In actual use, TiDB can fully support the online real-time query business requirements through optimization of indexes. In feature backtracking, we only need to add query conditions to obtain the feature results of specified time, which greatly reduces the development cost.
3.2 Problems encountered
In risk control services, SQL extracted from user features is relatively complex. In actual use, some SQL execution time is longer than that in MySQL. Through explain, we found that he did not use the index we created, but carried out a full table scan. After further analysis, we also found that the results of Explain were uncertain.
After communication with the official technical staff of TiDB, we deleted similar indexes and analyze table, and found that the problem still exists. In Figure 2, you can see the difference in the execution results of exactly the same SQL statement. Finally, according to the official suggestion, we added use Index to force it to remove the index, and the execution time changed from 4 minutes to < 1s, which temporarily solved the business requirement.

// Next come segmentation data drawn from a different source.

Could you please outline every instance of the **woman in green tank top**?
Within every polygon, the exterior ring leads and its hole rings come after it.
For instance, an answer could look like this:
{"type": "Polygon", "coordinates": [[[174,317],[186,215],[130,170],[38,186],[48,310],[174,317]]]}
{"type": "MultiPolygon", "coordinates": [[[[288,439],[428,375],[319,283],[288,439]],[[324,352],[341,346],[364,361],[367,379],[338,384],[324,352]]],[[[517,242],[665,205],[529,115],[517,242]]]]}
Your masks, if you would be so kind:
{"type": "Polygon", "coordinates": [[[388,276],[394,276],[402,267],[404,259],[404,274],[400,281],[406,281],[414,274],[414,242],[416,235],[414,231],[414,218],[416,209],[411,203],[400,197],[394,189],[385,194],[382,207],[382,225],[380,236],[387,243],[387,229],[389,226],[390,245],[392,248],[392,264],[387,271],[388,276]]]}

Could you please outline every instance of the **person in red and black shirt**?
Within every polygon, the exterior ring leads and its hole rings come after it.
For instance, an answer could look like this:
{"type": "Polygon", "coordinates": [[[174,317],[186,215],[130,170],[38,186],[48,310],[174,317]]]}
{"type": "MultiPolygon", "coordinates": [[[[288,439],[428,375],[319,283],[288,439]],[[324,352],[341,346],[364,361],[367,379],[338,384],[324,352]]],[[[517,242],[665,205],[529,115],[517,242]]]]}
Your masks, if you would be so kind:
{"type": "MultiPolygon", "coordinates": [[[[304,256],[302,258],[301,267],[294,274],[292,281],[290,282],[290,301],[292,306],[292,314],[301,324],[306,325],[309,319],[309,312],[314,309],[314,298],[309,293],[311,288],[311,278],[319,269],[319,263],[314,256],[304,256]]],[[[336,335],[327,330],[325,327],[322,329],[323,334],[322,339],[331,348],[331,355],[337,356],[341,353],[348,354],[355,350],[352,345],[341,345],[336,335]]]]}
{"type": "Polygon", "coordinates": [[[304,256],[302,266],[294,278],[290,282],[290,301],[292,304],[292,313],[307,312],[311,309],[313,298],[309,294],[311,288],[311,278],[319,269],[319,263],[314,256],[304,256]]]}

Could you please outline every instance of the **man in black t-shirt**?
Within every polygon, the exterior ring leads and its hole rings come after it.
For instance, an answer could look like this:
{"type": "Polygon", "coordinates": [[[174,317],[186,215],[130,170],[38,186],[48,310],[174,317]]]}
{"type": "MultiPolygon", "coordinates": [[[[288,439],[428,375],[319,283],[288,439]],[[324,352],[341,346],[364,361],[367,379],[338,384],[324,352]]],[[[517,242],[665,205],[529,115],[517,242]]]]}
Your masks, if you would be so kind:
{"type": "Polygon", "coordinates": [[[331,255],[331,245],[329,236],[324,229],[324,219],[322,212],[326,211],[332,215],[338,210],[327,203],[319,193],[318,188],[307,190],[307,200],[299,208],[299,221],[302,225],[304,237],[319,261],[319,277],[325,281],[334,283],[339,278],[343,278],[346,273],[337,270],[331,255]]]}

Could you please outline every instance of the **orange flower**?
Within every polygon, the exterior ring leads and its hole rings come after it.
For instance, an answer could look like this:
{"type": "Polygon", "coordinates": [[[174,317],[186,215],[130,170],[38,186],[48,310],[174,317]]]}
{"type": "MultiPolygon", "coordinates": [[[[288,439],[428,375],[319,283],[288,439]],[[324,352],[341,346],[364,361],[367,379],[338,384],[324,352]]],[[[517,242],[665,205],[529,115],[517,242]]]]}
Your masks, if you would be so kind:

At the same time, TiDB technical staff also collected relevant information and gave feedback to the r&d staff. In the whole process of dealing with the problem, the technical staff of TiDB gave a high degree of cooperation and timely feedback, and also showed a strong professional, which greatly reduced the troubleshooting time. We are very grateful.
Four, outlook
At present, we have built two TiDB clusters with dozens of physical nodes and ten billion characteristic data. Benefiting from the high availability framework of TiDB, we have been running stably since the launch.
As mentioned above, the application of TiDB in our risk control business is just beginning, and the migration of some businesses is yet to be further verified. However, the benefits TiDB brings to us are self-evident, and it opens a new horizon for us in data storage and data analysis. In the future, we will continue to increase investment in TiDB to make it better serve various scenarios such as online and offline analytics. We also hope to further increase the communication and cooperation with PingCAP team, carry out more in-depth application and research, and contribute to the development of TiDB.